Niestety, nie każda opisywana przez nas historia kończy się dobrze. Jarosław Kołodziejczak nie żyje. Taką informację przekazała nam w czwartkowe południe jego siostra, Ewelina Zawada. O młodym mieszkańcu Głuchowa pisaliśmy w styczniu 2022 roku. Wtedy ruszyła zbiórka na leczenie mężczyzny zmagającego się z poważnym nowotworem wątroby.
- Brat tak bardzo chciał żyć, była w nim ogromna siła – mówi Ewelina, która ostatni rok spędziła jeżdżąc po całej Polsce w poszukiwaniu ratunku dla brata. – Zbiórkę założyliśmy na operację, która miała być przeprowadzona w klinice w Magdeburgu – opowiada. – Niestety, nigdy do niej nie doszło. Okazało się, że konieczny jest przeszczep wątroby. Już nawet mieliśmy termin na 8 grudnia, ale profesor, który miał ja przeprowadzić, w ostatniej chwili się wycofał. Od tamtej pory stan Jarka zaczął się pogarszać.

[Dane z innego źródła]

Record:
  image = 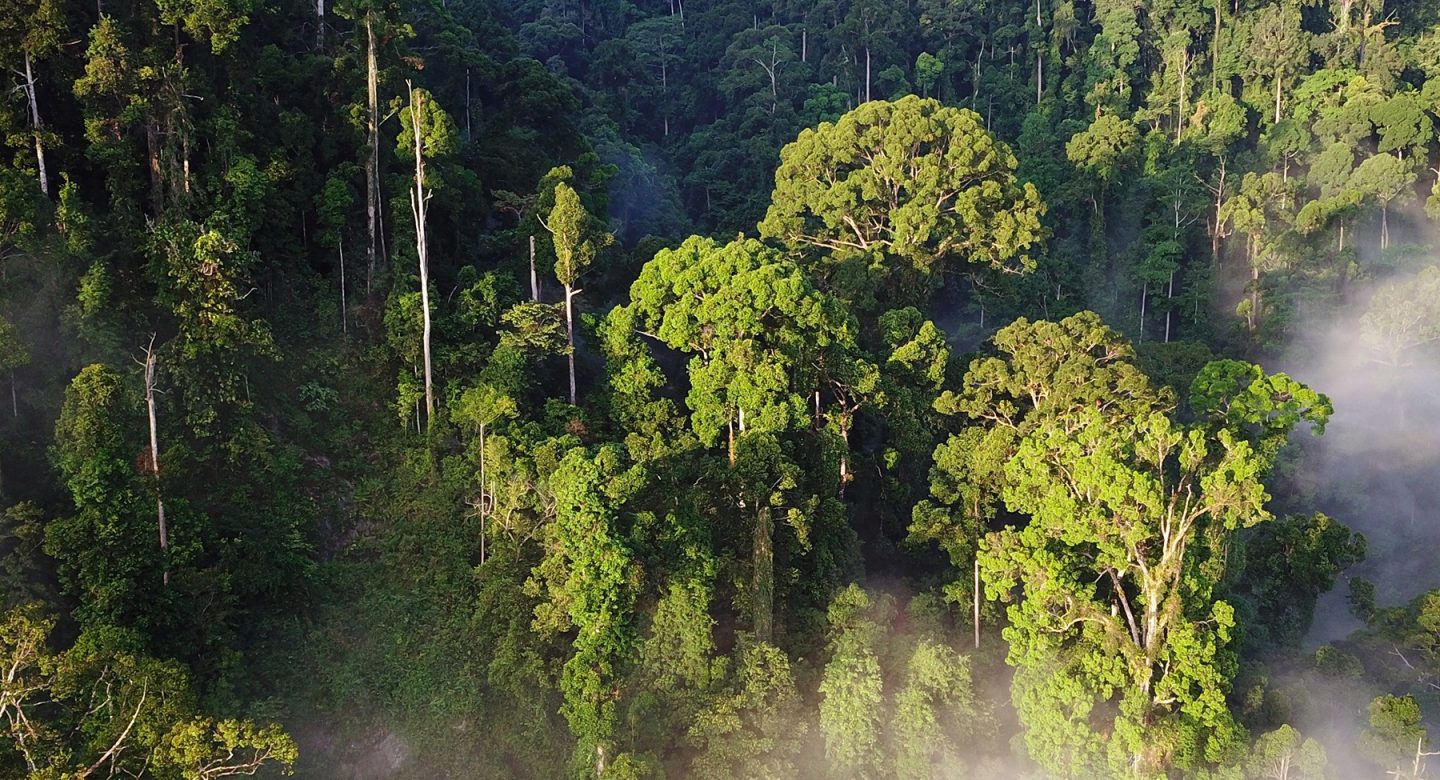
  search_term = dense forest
[0,0,1440,780]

Ewelina Zawada pragnie podziękować wszystkim, którzy wsparli zbiórkę na leczenie jej brata. – Dostaliśmy ogromne wsparcie. Niestety, nie udało się znaleźć ratunku dla Jarka. On był bardzo silny i dzielny, a tak okropnie cierpiał. Teraz już nic go nie boli.
Ostatnie pożegnanie zmarłego w nocy ze środy na czwartek Jarosława Kołodziejczaka, odbędzie się w sobotę, 14 stycznia w kaplicy w Tokarach. Msza święta rozpocznie się o godz. 13:00. W piątek o godz. 17:30 w tokarskim kościele będzie też odmawiany różaniec w intencji zmarłego.